'This is what MLK would be doing': Protest on national holiday in Minneapolis, St. Paul
MINNEAPOLIS -- Two groups of protesters conducted a brief and peaceful takeover of the Marshall Avenue-Lake Street bridge on a frigid Martin Luther King Jr. Day afternoon.
MINNEAPOLIS - Two groups of protesters conducted a brief and peaceful takeover of the Marshall Avenue-Lake Street bridge on a frigid Martin Luther King Jr. Day afternoon.
It was about 1 degree above zero Fahrenheit as protesters marched onto the bridge from St. Paul and Minneapolis shortly after 3:30 p.m. The St. Paul protesters carried signs demanding justice for Marcus Golden, who was shot and killed a year ago by St. Paul police. The Minneapolis protesters called for justice for Jamar Clark, who died after he was shot by Minneapolis police in November.
“This is a tale of two cities,” said Monique Cullars-Doty, an aunt of Marcus Golden.
“This is not a pretty tale.

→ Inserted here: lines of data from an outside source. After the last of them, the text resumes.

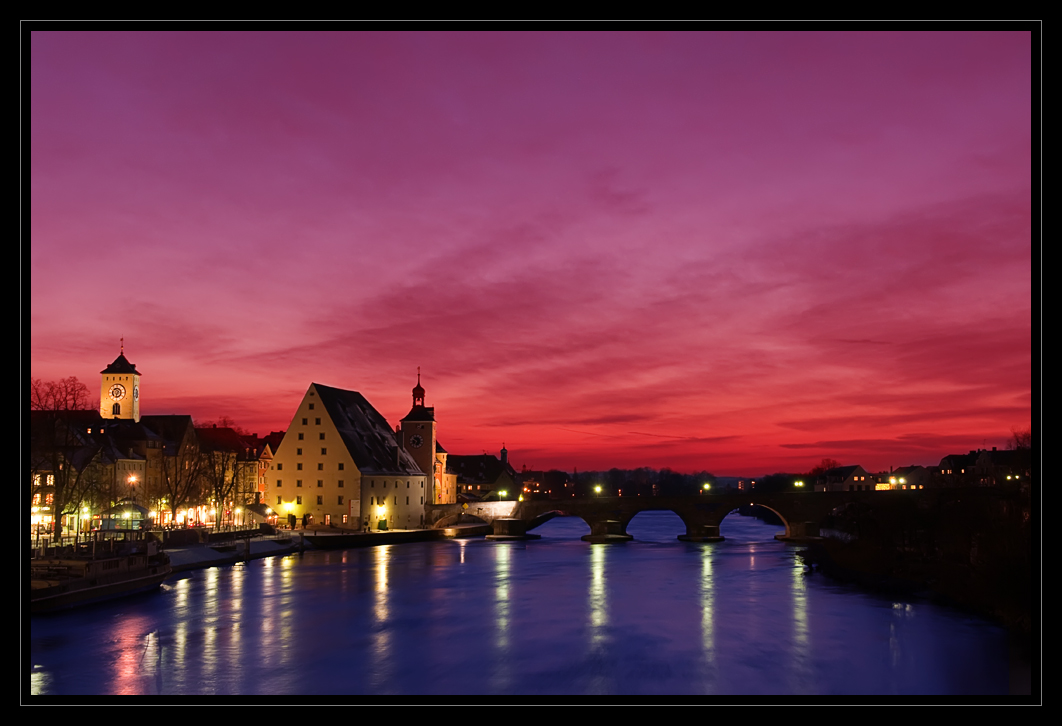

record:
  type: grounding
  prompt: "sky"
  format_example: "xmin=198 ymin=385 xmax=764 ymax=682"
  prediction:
xmin=23 ymin=30 xmax=1039 ymax=476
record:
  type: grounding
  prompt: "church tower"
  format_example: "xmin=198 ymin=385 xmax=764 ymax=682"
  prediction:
xmin=100 ymin=339 xmax=140 ymax=422
xmin=395 ymin=366 xmax=457 ymax=504
xmin=398 ymin=367 xmax=435 ymax=475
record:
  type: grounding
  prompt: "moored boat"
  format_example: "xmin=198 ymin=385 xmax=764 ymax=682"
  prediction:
xmin=30 ymin=532 xmax=171 ymax=613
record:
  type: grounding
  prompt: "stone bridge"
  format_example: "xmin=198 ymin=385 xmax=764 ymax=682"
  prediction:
xmin=428 ymin=491 xmax=904 ymax=542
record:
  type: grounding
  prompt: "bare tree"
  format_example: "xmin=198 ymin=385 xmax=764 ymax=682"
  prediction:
xmin=161 ymin=436 xmax=203 ymax=521
xmin=30 ymin=376 xmax=100 ymax=543
xmin=30 ymin=376 xmax=96 ymax=411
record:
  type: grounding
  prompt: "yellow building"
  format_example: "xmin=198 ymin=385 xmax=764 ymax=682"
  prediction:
xmin=100 ymin=344 xmax=140 ymax=422
xmin=263 ymin=383 xmax=434 ymax=529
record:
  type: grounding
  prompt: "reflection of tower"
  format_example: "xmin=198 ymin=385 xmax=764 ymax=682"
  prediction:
xmin=100 ymin=339 xmax=140 ymax=421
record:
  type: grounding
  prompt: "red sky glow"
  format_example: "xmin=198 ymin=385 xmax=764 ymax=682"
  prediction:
xmin=28 ymin=31 xmax=1032 ymax=476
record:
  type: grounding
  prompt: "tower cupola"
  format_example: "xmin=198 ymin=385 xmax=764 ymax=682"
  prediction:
xmin=413 ymin=366 xmax=424 ymax=407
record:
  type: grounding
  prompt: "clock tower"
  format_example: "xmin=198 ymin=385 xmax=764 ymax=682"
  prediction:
xmin=100 ymin=340 xmax=140 ymax=422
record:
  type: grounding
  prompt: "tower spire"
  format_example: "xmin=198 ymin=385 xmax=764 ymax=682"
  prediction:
xmin=413 ymin=366 xmax=424 ymax=407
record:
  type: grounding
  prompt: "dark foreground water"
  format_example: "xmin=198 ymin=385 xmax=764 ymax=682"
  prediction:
xmin=30 ymin=513 xmax=1009 ymax=696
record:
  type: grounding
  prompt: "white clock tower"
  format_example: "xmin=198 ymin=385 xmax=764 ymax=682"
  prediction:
xmin=100 ymin=340 xmax=140 ymax=422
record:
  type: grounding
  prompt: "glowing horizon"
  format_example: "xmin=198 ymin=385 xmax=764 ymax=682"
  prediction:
xmin=28 ymin=32 xmax=1032 ymax=476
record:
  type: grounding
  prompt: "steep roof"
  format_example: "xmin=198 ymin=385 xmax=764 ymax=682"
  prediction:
xmin=100 ymin=353 xmax=140 ymax=376
xmin=401 ymin=405 xmax=435 ymax=421
xmin=446 ymin=454 xmax=516 ymax=484
xmin=310 ymin=383 xmax=424 ymax=474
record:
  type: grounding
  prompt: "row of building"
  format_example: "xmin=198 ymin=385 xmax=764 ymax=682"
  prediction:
xmin=31 ymin=351 xmax=532 ymax=531
xmin=815 ymin=447 xmax=1032 ymax=491
xmin=31 ymin=351 xmax=1030 ymax=539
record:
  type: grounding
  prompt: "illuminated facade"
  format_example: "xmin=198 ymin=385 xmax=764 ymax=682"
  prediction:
xmin=263 ymin=383 xmax=431 ymax=529
xmin=100 ymin=345 xmax=140 ymax=421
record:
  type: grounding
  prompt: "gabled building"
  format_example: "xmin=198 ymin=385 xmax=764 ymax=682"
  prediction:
xmin=815 ymin=465 xmax=876 ymax=491
xmin=938 ymin=451 xmax=978 ymax=486
xmin=264 ymin=383 xmax=426 ymax=529
xmin=446 ymin=446 xmax=519 ymax=499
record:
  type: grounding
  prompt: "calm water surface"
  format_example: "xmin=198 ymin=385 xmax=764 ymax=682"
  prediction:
xmin=30 ymin=513 xmax=1008 ymax=696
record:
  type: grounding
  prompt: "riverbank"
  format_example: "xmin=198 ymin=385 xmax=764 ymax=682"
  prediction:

This is an ugly tale.”
Cullars-Doty and Golden’s mother, Ericka Cullars-Golden, both called for a new investigation of the incident that ended in Marcus Golden’s death. The women said the St. Paul Police Department’s version of events changed between first reports of the Jan. 14, 2015, incident and May, when a grand jury determined two St. Paul officers were justified in shooting at Golden after concluding he drove at one of them with his SUV.
“We need to get this cleared up,” Cullars-Golden said. “I know things didn’t happen the way they’re saying.”
The Minneapolis group demanded again that Hennepin County not convene a grand jury to determine whether the killing of Clark was justified. The protesters, many of whom took part in the occupation of the Minneapolis Police Department’s 4th Precinct station after Clark’s shooting, say they don’t trust the grand jury process and want a special prosecutor appointed instead.
Police on both sides of the Mississippi River blocked traffic and let the protesters occupy the bridge without incident. Spokespeople for the two groups stated their demands and led chants for about 30 minutes, then marched back to their own cities.
“Somebody needs to hear our voice, and I guess we need to keep shutting things down until they do,” said one of the Minneapolis protest leaders. “This is what MLK would be doing even if it was cold.”